As I learned when Jus started dating and eventually sleeping with Martin.

This wasn’t a matter of double standards—the “it’s OK for the guy to screw around, but heaven help the girl who does the same” principle. Jus seriously liked Martin. She didn’t talk about their lovemaking when she came back to the apartment, to me, didn’t tell me everything they’d done. The two of them spent a lot more time talking or going around together—all the activities that I regarded as my prerogative, in other words—than they did grappling. And, worse, I could quite understand why she liked him. As I sat at home alone in our apartment nursing a bottle of whatever was on special offer that week at the liquor store I tried to find something— anything —about Martin that I could legitimately detest, and I always failed. I mean, I liked the guy as well.

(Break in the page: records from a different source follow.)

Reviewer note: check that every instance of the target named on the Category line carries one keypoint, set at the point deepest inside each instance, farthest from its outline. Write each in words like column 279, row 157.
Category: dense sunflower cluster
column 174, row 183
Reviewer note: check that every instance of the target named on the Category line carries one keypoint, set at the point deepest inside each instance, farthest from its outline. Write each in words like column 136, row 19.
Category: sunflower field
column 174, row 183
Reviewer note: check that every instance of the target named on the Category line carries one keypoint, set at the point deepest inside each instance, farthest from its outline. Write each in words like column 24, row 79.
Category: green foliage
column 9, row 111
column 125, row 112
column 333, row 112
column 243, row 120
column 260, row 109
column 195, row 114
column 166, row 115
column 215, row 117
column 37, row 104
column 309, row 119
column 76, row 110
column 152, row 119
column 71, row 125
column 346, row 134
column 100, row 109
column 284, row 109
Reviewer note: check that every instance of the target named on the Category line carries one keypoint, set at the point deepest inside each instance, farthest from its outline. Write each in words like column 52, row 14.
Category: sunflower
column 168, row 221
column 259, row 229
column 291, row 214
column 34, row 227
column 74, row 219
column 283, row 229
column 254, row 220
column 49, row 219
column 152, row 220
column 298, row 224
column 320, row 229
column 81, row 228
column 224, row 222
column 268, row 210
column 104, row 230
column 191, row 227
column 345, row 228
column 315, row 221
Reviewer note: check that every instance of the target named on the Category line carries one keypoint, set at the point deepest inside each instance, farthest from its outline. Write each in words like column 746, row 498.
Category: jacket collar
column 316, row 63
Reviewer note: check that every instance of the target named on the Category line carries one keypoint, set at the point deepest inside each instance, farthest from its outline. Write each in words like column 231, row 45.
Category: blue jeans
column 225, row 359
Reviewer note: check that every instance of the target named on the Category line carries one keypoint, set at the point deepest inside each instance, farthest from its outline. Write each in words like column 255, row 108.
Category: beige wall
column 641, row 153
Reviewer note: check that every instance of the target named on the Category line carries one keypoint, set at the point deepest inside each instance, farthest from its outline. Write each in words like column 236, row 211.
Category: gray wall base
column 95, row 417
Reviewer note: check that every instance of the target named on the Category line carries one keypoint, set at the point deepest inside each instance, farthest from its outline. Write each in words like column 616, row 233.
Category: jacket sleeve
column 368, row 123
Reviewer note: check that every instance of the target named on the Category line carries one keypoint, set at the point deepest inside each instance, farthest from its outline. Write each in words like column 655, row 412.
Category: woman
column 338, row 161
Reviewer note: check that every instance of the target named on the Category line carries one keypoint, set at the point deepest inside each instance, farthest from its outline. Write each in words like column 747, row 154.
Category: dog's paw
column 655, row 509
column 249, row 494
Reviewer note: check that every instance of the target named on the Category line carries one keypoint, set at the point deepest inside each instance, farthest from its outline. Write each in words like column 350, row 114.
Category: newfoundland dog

Despite being liked by both parts of the Jusjohn being—“in their different ways,” as I fastidiously put it to Jus one time—Martin was a casualty of our first long vacation from Rembrandt. I spent much of that vacation reconciling myself to the notion that, although Jus was the other half of me, we didn’t own each other exclusively, that what she did with her body was irrelevant to the fact that we two were one, indivisible, our essences united, that even if she married this guy Martin he would always be an irrelevance in the light of… you can fill in all the other rationalizations yourself. Sometimes I voiced them to Jus; sometimes she agreed; sometimes she kept quiet.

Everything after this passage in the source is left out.